Question

You are a financial planner. Your client’s primary saving objective is to provide for the college education of her two children. Her children are currently 4 and 6 years old. Assume that tuition will cost $30,000 per year for four years for each child. You will make the first tuition payment for the 6-year-old 12 years from today, and the first tuition payment for the 4-year-old 14 years from today. Regardless of the saving plan that you put into place, you believe it is reasonable to assume your client will earn an average annual return of 8% on her investments.

A. How much must your client have in the college account today so that she is able to pay for the tuition of both children?

B. Assume your answer to Part A is $75,000. If your client currently has no money saved for her children’s college, how much must she deposit in each year to fund their education? Assume the first deposit is made today and the last deposit is made 11 years from today (for a total of 12 annual deposits).

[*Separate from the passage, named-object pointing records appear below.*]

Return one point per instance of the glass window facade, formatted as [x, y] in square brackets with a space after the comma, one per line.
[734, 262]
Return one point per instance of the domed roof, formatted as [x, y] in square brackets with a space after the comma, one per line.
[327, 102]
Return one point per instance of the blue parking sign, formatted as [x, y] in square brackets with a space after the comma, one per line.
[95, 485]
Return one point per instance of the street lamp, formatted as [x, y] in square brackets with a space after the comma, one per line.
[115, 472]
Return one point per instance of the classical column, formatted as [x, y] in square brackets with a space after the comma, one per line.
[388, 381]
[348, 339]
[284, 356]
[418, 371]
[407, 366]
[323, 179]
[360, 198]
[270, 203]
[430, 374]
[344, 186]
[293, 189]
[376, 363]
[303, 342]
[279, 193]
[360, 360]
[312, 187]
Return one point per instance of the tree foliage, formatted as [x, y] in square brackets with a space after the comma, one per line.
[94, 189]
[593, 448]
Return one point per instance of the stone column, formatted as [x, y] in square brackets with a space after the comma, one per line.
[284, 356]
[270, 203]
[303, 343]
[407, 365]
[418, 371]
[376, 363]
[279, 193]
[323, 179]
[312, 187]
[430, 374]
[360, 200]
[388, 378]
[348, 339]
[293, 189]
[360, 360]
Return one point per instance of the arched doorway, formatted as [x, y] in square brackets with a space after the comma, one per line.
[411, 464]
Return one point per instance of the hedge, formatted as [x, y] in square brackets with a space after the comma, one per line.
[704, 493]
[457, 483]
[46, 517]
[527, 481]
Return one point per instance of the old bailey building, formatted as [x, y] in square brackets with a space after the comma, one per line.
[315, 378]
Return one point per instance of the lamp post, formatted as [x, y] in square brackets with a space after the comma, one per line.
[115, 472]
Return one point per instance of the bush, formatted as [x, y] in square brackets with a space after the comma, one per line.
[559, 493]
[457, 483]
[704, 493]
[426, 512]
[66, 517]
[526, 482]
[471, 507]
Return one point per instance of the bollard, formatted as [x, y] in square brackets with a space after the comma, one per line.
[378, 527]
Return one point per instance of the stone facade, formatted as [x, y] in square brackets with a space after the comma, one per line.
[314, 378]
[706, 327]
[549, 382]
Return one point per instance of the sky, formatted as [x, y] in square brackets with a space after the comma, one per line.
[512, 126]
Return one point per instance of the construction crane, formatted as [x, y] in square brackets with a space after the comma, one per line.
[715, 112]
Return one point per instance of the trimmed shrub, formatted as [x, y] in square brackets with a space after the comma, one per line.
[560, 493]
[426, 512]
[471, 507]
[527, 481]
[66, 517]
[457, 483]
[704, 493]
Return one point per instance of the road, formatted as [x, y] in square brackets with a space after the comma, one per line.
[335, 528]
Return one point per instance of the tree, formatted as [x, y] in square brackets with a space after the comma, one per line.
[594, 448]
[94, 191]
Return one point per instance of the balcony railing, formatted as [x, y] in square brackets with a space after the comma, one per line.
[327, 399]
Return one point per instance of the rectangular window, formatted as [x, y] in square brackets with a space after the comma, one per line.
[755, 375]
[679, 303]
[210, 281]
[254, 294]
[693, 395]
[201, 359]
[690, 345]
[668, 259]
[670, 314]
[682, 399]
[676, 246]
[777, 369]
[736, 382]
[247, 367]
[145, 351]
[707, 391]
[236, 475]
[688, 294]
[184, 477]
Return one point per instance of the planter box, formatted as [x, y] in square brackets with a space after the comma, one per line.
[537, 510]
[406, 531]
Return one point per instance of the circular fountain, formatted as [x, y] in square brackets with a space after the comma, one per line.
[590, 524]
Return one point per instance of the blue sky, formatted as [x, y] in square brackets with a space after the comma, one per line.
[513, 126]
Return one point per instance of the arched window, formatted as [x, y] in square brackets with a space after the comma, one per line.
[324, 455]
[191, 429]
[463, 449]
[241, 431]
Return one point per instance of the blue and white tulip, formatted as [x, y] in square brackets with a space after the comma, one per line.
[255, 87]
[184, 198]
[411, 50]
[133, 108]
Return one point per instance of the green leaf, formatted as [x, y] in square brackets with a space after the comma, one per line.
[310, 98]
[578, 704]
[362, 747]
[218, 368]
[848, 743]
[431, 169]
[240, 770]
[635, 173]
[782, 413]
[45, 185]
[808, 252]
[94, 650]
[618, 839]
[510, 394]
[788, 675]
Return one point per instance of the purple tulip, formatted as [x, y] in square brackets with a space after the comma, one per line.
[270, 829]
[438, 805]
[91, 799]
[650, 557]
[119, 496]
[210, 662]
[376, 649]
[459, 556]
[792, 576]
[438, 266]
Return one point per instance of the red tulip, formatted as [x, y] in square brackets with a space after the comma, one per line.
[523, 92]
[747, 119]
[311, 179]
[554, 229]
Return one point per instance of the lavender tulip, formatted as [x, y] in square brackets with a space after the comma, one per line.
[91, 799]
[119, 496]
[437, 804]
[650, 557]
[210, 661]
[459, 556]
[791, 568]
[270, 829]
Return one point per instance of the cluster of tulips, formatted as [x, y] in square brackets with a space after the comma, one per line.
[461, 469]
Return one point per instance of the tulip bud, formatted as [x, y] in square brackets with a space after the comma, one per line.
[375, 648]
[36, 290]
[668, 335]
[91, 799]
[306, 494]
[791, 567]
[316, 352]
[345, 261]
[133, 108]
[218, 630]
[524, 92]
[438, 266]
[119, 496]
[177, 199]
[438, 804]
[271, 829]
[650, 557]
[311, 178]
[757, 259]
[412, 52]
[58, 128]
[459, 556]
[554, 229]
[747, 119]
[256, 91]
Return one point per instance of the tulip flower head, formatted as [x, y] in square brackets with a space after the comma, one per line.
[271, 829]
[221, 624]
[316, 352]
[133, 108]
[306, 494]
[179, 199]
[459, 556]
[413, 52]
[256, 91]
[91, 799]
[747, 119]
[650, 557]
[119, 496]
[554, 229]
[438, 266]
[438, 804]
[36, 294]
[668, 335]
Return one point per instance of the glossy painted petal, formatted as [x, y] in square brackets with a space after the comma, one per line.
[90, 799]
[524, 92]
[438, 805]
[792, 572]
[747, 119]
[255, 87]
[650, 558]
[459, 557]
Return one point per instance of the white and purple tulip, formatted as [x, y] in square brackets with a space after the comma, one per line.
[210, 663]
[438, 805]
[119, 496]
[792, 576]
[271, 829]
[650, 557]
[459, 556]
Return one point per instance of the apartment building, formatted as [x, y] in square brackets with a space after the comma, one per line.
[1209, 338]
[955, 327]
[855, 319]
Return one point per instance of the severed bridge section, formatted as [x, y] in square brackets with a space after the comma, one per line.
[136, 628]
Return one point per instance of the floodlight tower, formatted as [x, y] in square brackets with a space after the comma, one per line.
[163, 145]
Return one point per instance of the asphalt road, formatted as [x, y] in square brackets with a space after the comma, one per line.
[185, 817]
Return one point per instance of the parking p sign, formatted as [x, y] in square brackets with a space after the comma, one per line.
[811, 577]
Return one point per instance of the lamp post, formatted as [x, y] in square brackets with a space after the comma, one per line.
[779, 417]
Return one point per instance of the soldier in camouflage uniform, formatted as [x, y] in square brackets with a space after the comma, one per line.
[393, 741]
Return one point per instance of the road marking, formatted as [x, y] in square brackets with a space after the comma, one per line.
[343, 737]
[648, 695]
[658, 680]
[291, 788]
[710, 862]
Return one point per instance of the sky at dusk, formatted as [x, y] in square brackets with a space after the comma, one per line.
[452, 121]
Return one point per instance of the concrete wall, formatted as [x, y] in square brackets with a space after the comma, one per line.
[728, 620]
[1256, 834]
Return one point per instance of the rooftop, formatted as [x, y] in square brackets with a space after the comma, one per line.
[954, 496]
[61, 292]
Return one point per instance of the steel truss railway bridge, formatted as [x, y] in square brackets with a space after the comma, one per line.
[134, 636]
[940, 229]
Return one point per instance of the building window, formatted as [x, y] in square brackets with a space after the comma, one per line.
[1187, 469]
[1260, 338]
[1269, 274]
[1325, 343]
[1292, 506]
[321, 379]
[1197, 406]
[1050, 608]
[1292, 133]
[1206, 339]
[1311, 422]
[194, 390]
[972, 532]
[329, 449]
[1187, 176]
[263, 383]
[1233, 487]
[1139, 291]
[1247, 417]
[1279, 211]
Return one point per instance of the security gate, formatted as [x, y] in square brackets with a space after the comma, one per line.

C. Assume your answer to Part A is $75,000. Your client wants to deposit $6,000 today and is willing to grow that deposit amount by 10% in each of the next 11 years for a total of 12 deposits. (For example, next year’s deposit will be $6,600.) If she follows this saving plan, will she have saved enough for her children’s education?

Answer 1

Part A
	PV of annuity
	P = PMT+PMT x (((1-(1 + r) ^- (n-1))) / r)
	Where:
	P = the present value of an annuity stream	P
	PMT = the dollar amount of each annuity payment	$       30,000
	r = the effective interest rate (also known as the discount rate)	8%
	n = the number of periods in which payments will be made	4
	PV of annuity at Year 12=	PMT+PMT x (((1-(1 + r) ^- (n-1))) / r)
	PV of annuity at Year 12=	30000+30000*(((1-(1 + 8%) ^- (4-1))) / 8%)
	PV of annuity at Year 12=	$107,312.91
	PV of annuity at Year 0=	107312.91/(1+8%)^12
	PV of annuity at Year 0=	$ 42,615.43
	PV of annuity at Year 14=	107312.9096
	PV of annuity at Year 0=	107312.91/(1+8%)^14
	PV of annuity at Year 0=	36535.86509
	Total PV required today=	42615.43+36535.87
	Total PV required today=	$ 79,151.30
Part B
	PV of annuity
	P = PMT+PMT x (((1-(1 + r) ^- (n-1))) / r)
	Where:
	P = the present value of an annuity stream	$ 75,000.00
	PMT = the dollar amount of each annuity payment	PMT
	r = the effective interest rate (also known as the discount rate)	8%
	n = the number of periods in which payments will be made	11
	PV of annuity=	PMT+PMT x (((1-(1 + r) ^- (n-1))) / r)
	75000=	PMT*(1+ (((1-(1 + 8%) ^- (11-1))) / 8%))
	Annual payment=	75000/(1+ (((1-(1 + 8%) ^- (11-1))) / 8%))
	Annual payment=	$    9,727.52
Part C
	PV of annuity for growing annuity due
	P = (PMT/(r-g)) x (1-((1+g)/(1 + r)) ^n) *(1+r)
	Where:
	P = the present value of an annuity stream	P
	PMT = the dollar amount of first payment	$    6,000.00
	r = the effective interest rate (also known as the discount rate)	8%
	n = the number of periods in which payments will be made	12
	g= Growth rate	10%
	PV of annuity=	(PMT/(r-g)) x (1-((1+g)/(1 + r)) ^n) *(1+r)
	PV of annuity=	(6000/(8%-10%)) x (1-((1+10%)/(1 + 8%)) ^12) *(1+8%)
	PV of annuity=	$ 79,805.44
	So PV of all annual payments comes to & 79,805 which is more than required 75,000.